Yesterday i saw in one of my testing environment that agents was consuming a lot of CPU because they was trying to reconnect to APM Server (was down)

Is it possible configure reconnection options to avoid that heavy load?

Thanks!

PD: Java agent v1.3.0

Hi and thanks a lot for the report.

Do you have any more details like the frequency of reconnections, where the CPU usage exactly stems from and the agent logs? The Java agent uses an increasing backoff so that it only tries to reconnect every 36 seconds after a while.

Thanks,
Felix

image

This was the CPU graphic.

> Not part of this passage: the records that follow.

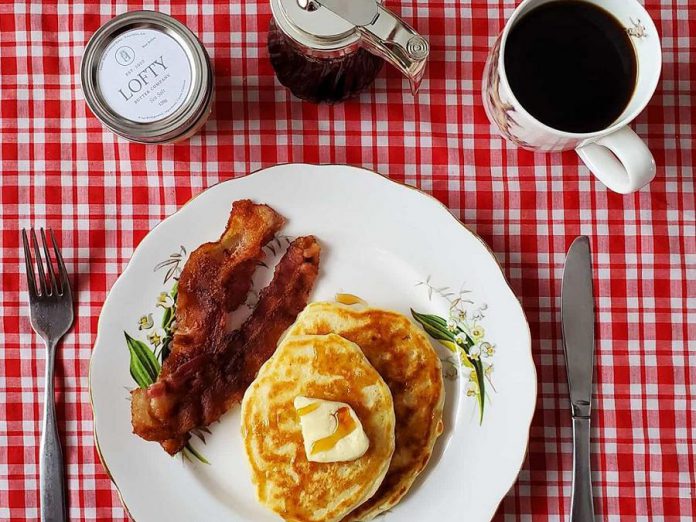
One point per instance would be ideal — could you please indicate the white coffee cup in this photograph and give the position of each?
(616, 155)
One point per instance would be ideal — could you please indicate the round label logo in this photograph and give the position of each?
(125, 55)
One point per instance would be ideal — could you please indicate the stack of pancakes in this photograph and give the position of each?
(384, 367)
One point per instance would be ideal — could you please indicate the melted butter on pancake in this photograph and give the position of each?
(331, 430)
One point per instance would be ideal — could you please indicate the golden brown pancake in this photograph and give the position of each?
(406, 360)
(324, 367)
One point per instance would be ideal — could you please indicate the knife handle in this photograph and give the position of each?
(581, 505)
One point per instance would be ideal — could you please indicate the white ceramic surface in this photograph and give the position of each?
(616, 155)
(380, 240)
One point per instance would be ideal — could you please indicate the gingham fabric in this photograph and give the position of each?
(60, 168)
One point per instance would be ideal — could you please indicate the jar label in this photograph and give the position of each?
(144, 75)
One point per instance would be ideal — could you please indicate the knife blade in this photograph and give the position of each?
(577, 323)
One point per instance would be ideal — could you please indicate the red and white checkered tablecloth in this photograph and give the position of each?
(60, 168)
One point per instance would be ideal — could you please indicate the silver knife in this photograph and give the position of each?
(577, 320)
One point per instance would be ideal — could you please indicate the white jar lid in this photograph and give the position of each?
(147, 77)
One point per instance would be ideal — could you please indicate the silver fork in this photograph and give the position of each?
(51, 308)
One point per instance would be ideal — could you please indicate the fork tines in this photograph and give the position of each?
(48, 283)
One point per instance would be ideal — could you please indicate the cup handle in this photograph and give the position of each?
(620, 160)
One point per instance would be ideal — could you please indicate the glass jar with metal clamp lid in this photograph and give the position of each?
(330, 50)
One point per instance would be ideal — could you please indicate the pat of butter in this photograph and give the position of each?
(331, 430)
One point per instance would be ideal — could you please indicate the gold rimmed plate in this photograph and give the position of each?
(393, 246)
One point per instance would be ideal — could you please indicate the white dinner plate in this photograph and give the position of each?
(393, 246)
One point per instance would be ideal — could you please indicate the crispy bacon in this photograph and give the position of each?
(217, 277)
(213, 379)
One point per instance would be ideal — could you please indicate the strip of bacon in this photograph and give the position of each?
(217, 277)
(198, 392)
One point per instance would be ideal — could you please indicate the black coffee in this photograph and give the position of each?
(571, 65)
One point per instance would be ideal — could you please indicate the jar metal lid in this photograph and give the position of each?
(123, 67)
(318, 29)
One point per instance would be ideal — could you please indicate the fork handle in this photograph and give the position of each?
(52, 484)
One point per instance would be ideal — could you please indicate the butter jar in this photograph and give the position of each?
(147, 78)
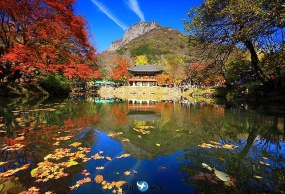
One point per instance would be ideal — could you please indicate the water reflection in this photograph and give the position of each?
(246, 145)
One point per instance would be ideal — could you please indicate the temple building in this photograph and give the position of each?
(144, 75)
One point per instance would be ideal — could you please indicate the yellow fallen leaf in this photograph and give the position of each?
(21, 138)
(75, 144)
(120, 183)
(127, 173)
(99, 178)
(221, 175)
(123, 156)
(100, 168)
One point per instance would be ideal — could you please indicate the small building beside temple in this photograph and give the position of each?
(144, 75)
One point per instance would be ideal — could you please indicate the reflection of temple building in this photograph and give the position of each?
(144, 75)
(143, 110)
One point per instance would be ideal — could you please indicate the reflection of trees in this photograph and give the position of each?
(257, 155)
(39, 125)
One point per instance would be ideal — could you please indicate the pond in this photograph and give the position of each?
(92, 145)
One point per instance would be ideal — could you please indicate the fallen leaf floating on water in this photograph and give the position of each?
(207, 166)
(75, 144)
(127, 173)
(99, 178)
(13, 171)
(221, 175)
(217, 145)
(97, 156)
(100, 168)
(31, 190)
(115, 134)
(214, 142)
(80, 182)
(123, 156)
(21, 138)
(264, 163)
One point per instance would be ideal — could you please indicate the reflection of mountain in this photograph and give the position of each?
(143, 110)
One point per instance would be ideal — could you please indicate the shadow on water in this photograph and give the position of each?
(61, 145)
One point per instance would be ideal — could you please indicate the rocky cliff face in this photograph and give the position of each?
(133, 32)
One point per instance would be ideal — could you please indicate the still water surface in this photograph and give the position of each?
(90, 145)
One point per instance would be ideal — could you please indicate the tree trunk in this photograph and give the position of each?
(255, 61)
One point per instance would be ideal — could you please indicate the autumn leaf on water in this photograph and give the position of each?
(100, 168)
(21, 138)
(2, 163)
(97, 156)
(123, 156)
(207, 166)
(264, 163)
(120, 183)
(75, 144)
(56, 143)
(221, 175)
(127, 173)
(99, 178)
(31, 190)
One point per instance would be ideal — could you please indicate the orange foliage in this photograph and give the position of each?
(164, 79)
(45, 35)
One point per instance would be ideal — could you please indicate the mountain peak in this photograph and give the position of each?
(133, 32)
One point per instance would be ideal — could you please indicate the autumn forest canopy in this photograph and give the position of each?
(44, 37)
(244, 35)
(228, 41)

I'm finding logs...

I'm trying to reproduce a similar scenario.

PD: I see now a different error type. Yesterday i saw

[apm-reporter] ERROR co.elastic.apm.agent.report.IntakeV2ReportingEventHandler - Failed to handle event of type METRICS with this error: connect timed out

And today (CPU is OK)

ERROR co.elastic.apm.agent.report.IntakeV2ReportingEventHandler - Failed to handle event of type TRANSACTION with this error: connect timed out

Reconnection time is 36s like you said.

Are you certain that the high CPU usage was caused by the agent? Or could the cause be somewhere else, maybe because not only the APM Server had an outage.

I just ran some benchmarks without an APM Server and I couldn't reproduce the high CPU usage.

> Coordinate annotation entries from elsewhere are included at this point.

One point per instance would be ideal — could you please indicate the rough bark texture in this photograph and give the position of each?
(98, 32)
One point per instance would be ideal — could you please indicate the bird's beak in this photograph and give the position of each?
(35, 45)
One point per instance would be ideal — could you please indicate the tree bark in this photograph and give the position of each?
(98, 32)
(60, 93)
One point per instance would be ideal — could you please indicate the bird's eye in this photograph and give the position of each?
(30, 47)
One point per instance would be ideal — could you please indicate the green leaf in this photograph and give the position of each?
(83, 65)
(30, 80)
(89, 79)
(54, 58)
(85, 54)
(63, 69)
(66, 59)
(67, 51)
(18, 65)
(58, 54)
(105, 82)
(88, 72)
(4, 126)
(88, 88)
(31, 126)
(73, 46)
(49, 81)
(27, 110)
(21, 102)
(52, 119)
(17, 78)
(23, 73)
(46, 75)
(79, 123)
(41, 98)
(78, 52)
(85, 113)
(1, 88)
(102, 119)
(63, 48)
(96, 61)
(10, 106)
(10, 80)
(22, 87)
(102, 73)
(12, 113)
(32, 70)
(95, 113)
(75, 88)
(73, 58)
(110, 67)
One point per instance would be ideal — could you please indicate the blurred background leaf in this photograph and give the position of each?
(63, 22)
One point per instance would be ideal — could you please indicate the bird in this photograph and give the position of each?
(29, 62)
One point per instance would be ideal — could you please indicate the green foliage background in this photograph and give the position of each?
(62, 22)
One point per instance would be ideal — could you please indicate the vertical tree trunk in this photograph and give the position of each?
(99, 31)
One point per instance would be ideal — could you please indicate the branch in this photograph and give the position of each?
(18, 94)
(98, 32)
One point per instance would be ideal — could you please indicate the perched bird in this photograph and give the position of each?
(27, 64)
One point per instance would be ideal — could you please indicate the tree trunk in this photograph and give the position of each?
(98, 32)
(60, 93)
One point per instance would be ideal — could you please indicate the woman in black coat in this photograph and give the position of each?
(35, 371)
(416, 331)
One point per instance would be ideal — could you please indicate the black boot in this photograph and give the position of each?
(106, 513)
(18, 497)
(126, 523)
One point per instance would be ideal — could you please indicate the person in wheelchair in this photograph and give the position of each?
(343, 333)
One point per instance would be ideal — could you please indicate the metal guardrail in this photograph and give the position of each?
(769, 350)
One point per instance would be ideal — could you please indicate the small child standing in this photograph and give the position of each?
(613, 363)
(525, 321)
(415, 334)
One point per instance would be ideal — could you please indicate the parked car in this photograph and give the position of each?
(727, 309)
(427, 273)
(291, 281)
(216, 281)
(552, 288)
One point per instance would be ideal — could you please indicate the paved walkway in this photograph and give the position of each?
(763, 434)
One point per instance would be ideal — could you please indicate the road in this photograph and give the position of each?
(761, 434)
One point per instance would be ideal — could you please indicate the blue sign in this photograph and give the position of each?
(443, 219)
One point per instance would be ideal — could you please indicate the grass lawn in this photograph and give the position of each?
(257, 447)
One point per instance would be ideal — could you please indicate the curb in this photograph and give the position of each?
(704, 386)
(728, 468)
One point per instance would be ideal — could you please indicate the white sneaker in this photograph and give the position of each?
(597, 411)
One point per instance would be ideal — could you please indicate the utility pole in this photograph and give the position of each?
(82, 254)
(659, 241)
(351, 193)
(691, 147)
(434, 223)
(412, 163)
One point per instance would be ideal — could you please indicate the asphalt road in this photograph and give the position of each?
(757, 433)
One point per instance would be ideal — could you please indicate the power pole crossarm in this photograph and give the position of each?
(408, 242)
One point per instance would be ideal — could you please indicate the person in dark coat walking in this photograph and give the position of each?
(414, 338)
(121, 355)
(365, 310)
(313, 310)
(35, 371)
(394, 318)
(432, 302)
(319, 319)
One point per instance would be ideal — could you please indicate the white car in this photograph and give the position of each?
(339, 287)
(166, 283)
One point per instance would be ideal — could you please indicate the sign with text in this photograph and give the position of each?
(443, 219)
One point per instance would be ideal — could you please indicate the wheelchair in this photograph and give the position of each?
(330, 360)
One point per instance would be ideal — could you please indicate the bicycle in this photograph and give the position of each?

I can't reproduce the same behaviour, now CPU is fine. Yesterdat APM server was crashing because of Elasticsearch was crashing with the "No shards available or All shards failed" Error.

I'm trying to get same behaviour. When APM Server recovered instantaneously CPU load went down.

Actually I can't do it. Maybe was some side-effect. If i get the same CPU load i will report you.

Thanks for reply and sorry for disturb!

No worries! Again, thanks for the feedback.

Could the high CPU usage be caused by the Elasticsearch or APM Server pods, rather than your application/the agent?

Could the high CPU usage be caused by the Elasticsearch or APM Server pods, rather than your application/the agent?

Pods with heavy CPU load was our java micro-services (they have the agent). It could also be interesting to say that AWS CPU credits was 0 (t2 unlimited was enabled.)

This topic was automatically closed 20 days after the last reply. New replies are no longer allowed.